Mi sento frastornata, come se avessi un post sbornia pesantissimo. La testa pesa, il corpo è di piombo, il respiro quasi rauco e la salivazione si attiva... che spettacolo pietoso. Scendo dal letto, quasi mi rotolo giù. Strano, non mi era mai capitato così forte. Ma che ore sono?

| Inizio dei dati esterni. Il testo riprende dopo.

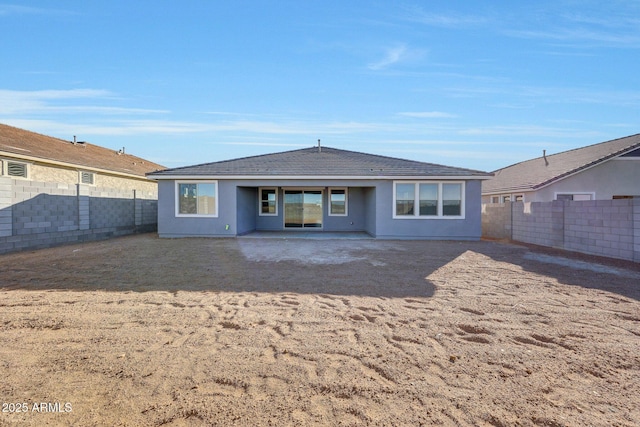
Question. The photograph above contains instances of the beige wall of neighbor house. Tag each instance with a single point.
(618, 177)
(615, 178)
(54, 192)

Prendo il telefono e sono le diciannove di sera. Come cazzo ho fatto a dormire tutto il giorno?! Ho impostato la sveglia alle sette di sera invece che alle sette di mattina. Che cogliona!
- Ok Vanya, niente panico, hai tutto pronto da una settimana. - barcollo verso il bagno, mi lavo il viso e mi metto subito la tuta. La salivazione aumenta, la testa scoppia, gli odori sono così intensi che sento tutto.
Ho il bucato da lavare, lo sento, poi un leggero filo di polvere, qualche cosa che presto andrà a male nel frigorifero. L'odore degli incensi in fondo al cassetto del comodino, sembra che mi siano saltati nel naso prendendolo a pugni. Perché deve essere tutto così intenso?

Infilo gli anfibi, prendo lo zaino, le chiavi di casa, chiudo la porta. Guardo l'orologio, diciannove e ventisette. Ok ce la faccio. Alzo lo sguardo: il sole sta calando, tra poco sorgerà la luna.
- Devo sbrigarmi. - dico con un filo di voce.
Mi fisso bene lo zaino sulle spalle, non posso prendere la macchina, qualcuno potrebbe vederla e ficcanasare, si va a piedi.

Mi incammino, procedo a passo spedito e più aumento il passo, più il senso di rincoglionimento svanisce. Sento il mio cuore che chiama la foresta, come se fosse casa sua, sento la pelle tendersi, le unghie farsi dure. Sento gli odori a chilometri di distanza: il caffè, i dolci, la benzina delle auto, la miscela dei motorini, l'umanità, i gatti domestici, il muschio, l'umido, la foresta... mi sta chiamando.
- Arrivo - e con una carica animalesca, selvaggia e seducente, corro.
Corro e i miei polmoni si riempiono d'aria, bruciano dallo sforzo, i muscoli si tendono, le ossa si rafforzano. Sento gli odori degli animali del bosco, scoiattoli, picchi, tassi e lupi. Mi fermo. Prendo fiato. Inspiro e sento l'odore di lupo, facendolo mio. Il richiamo è forte, più forte di quello che ho provato in passato, più forte di qualsiasi altra cosa. La sento, la bestia che sta dentro di me, vuole uscire, ma attende la luna. Corri Vanya, corri prima che sia troppo tardi.

Arrivo alla baracca, apro ed entro. Sono agitata, molto agitata, guardo l'orario sul telefono e segna che tra trenta minuti la luna sorgerà in tutta la sua bellezza, in tutto il suo splendente orrore.
Lancio lo zaino sul letto, apro la porta di metallo, mi chiudo dentro. Mi sento male, mi viene da piangere, vorrei non essere così. La salivazione aumenta, la temperatura corporea si eleva, la pelle si fa febbrile. Sento i muscoli contrarsi, espandersi e contrarsi di nuovo.
- Ma è ancora presto... non capisco... - di solito non fa così male... o sono io che rimuovo i ricordi?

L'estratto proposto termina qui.